Kubernetes Rdma SRIOV device plugin
Apache License 2.0
109 stars 27 forks source link

VF is not allocated after recreating a pod #27

Closed hassiweb closed 4 years ago

hassiweb commented 4 years ago

I'm facing a similar issue to #14. The device plugin worked once, but the device plugin has not allocated a VF to a pod due to insufficient rdma/vhca after recreating the pod. Then, I tried to disable and enable SR-IOV and to reload the driver, but it doesn't work.

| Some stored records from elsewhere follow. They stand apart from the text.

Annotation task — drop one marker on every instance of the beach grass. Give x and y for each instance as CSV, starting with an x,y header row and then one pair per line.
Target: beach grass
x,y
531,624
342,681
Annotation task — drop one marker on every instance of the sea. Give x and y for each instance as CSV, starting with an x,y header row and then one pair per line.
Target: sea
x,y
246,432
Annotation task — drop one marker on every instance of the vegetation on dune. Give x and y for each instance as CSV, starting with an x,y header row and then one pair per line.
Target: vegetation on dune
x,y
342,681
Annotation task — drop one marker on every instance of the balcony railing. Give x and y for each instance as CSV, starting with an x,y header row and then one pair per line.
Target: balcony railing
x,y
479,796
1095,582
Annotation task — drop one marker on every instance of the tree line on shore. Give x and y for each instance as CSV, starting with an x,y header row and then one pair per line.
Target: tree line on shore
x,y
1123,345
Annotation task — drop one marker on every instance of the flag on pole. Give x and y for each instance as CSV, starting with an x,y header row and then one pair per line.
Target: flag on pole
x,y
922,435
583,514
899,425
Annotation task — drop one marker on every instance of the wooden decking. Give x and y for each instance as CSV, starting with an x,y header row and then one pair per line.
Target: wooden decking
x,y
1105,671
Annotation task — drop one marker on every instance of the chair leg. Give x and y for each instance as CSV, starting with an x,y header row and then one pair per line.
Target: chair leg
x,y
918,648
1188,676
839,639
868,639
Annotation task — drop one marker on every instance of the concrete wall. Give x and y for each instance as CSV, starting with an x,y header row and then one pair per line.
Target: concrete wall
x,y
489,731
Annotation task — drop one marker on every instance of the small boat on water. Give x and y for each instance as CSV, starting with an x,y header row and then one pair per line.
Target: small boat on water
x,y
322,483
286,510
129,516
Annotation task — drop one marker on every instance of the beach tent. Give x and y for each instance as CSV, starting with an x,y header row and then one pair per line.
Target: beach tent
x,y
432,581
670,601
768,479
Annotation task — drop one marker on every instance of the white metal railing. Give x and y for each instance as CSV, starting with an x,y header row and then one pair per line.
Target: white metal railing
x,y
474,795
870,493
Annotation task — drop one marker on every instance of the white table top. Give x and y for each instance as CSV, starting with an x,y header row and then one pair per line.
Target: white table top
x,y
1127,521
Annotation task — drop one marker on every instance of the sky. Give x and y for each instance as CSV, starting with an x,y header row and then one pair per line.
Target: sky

Here is the log on the device plugin.

$ kubectl logs --namespace=kube-system rdma-sriov-dp-ds-9t5gs
2020/03/05 08:07:13 Starting K8s RDMA SRIOV Device Plugin version= 0.2
2020/03/05 08:07:13 Starting FS watcher.
2020/03/05 08:07:13 Starting OS watcher.
2020/03/05 08:07:13 Reading /k8s-rdma-sriov-dev-plugin/config.json
2020/03/05 08:07:13 loaded config:  {"mode":"sriov","pfNetdevices":["enp96s0f0"]}
2020/03/05 08:07:13 sriov device mode
Configuring SRIOV on ndev= enp96s0f0 9
max_vfs =  4
cur_vfs =  4
vf = &{2 virtfn2 true false}
vf = &{0 virtfn0 false false}
Fail to config vfs for ndev = enp96s0f0
Fail to configure sriov; error =  Link not found
2020/03/05 08:07:13 Starting to serve on /var/lib/kubelet/device-plugins/rdma-sriov-dp.sock
2020/03/05 08:07:13 Registered device plugin with Kubelet
exposing devices:  []

Kubernetes version is

Server Version: version.Info{Major:"1", Minor:"17", GitVersion:"v1.17.3", GitCommit:"06ad960bfd03b39c8310aaf92d1e7c12ce618213", GitTreeState:"clean", BuildDate:"2020-02-11T18:07:13Z", GoVersion:"go1.13.6", Compiler:"gc", Platform:"linux/amd64"}

The device plugin would be the latest version. But I don't know why the digest ID is not different from one on Dockerhub and it doesn't start when indicating the same digest ID on Dockerhub in the manifest.

docker.io/rdma/k8s-rdma-sriov-dev-plugin:latest                                                                  application/vnd.docker.distribution.manifest.list.v2+json sha256:9071e25d277d2c4cdb83443d57fecf0d98fe1d49b8bd873ba3d6eda131d12181 25.9 MiB  linux/amd64,linux/ppc64le                                   io.cri-containerd.image=managed  
moshe010 commented 4 years ago

Please use [1] for SR-IOV is support now RDMA. This project is deprecated we will update it soon

[1] - https://github.com/intel/sriov-network-device-plugin

hassiweb commented 4 years ago

Thank you for the information. I'll try soon!